Unified Analysis of Decentralized Gradient Descent: a Contraction Mapping Framework
This work offers a principled framework for analyzing decentralized optimization algorithms, which is incremental but improves accessibility for researchers and practitioners in decentralized machine learning and multi-agent systems.
The authors tackled the analysis of decentralized gradient descent (DGD) and diffusion algorithms for strongly convex, smooth objectives by proposing a contraction mapping framework with a mean Hessian theorem, yielding tight convergence bounds in noise-free and noisy regimes. This approach decouples algorithm dynamics from asymptotic properties, providing a simpler and more intuitive analysis.

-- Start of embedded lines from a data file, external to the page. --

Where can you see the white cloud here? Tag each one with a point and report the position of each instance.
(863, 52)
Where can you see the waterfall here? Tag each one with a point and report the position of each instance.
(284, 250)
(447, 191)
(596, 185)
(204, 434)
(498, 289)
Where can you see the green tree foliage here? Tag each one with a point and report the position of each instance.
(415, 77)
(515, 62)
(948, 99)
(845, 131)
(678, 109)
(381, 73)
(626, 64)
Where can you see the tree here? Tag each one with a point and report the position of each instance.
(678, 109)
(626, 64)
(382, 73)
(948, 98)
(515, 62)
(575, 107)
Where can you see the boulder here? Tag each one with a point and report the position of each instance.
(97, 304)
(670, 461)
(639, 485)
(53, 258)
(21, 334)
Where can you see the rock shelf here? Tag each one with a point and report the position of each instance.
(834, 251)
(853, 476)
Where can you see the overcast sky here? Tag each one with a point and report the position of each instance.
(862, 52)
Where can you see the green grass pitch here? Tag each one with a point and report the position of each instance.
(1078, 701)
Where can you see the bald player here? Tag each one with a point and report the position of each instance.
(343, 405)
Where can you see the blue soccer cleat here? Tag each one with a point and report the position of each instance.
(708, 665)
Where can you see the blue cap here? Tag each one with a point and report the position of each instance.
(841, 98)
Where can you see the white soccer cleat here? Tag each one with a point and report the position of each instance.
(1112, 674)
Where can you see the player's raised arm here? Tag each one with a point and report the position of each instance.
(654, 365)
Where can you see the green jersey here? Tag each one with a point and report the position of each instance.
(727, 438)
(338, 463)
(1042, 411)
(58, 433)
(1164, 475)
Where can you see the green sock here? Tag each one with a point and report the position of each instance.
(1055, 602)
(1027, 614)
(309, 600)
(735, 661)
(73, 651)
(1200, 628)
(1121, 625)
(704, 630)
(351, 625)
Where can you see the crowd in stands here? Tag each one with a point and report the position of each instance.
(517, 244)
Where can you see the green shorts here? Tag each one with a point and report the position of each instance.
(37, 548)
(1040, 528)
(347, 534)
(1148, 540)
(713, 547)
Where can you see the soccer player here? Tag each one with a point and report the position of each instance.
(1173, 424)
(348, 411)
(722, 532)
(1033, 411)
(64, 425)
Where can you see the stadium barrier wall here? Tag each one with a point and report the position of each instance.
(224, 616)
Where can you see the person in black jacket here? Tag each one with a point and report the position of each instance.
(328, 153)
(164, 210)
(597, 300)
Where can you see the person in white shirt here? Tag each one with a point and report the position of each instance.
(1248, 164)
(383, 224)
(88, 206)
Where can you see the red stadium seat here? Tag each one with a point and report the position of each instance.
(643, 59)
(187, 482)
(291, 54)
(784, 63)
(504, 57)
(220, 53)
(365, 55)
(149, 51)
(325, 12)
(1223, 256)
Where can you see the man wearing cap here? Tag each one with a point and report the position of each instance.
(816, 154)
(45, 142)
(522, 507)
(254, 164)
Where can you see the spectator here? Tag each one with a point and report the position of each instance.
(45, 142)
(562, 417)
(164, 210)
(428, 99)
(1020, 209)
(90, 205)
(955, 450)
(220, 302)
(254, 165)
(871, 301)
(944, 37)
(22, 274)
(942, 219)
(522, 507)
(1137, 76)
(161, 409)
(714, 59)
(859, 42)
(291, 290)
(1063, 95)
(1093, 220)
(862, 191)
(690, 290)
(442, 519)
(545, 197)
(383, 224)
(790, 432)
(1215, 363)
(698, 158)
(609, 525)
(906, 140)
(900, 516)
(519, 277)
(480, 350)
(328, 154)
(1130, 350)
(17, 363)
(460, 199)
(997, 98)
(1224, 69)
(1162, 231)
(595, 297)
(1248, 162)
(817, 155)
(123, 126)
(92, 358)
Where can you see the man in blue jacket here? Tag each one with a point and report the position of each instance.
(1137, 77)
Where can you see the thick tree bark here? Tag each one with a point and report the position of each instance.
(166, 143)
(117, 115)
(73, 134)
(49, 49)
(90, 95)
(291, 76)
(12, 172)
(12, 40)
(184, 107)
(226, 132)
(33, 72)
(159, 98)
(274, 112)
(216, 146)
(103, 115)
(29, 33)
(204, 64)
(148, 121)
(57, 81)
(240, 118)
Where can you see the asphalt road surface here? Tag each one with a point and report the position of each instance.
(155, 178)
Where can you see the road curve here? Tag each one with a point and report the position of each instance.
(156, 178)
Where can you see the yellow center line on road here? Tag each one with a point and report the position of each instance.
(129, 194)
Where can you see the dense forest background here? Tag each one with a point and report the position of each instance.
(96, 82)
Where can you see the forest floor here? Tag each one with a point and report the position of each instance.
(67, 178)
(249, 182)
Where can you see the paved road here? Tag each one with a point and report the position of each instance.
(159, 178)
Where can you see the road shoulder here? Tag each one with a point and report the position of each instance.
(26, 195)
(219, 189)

The decentralized gradient descent (DGD) algorithm, and its sibling, diffusion, are workhorses in decentralized machine learning, distributed inference and estimation, and multi-agent coordination. We propose a novel, principled framework for the analysis of DGD and diffusion for strongly convex, smooth objectives, and arbitrary undirected topologies, using contraction mappings coupled with a result called the mean Hessian theorem (MHT). The use of these tools yields tight convergence bounds, both in the noise-free and noisy regimes. While these bounds are qualitatively similar to results found in the literature, our approach using contractions together with the MHT decouples the algorithm dynamics (how quickly the algorithm converges to its fixed point) from its asymptotic convergence properties (how far the fixed point is from the global optimum). This yields a simple, intuitive analysis that is accessible to a broader audience. Extensions are provided to multiple local gradient updates, time-varying step sizes, noisy gradients (stochastic DGD and diffusion), communication noise, and random topologies.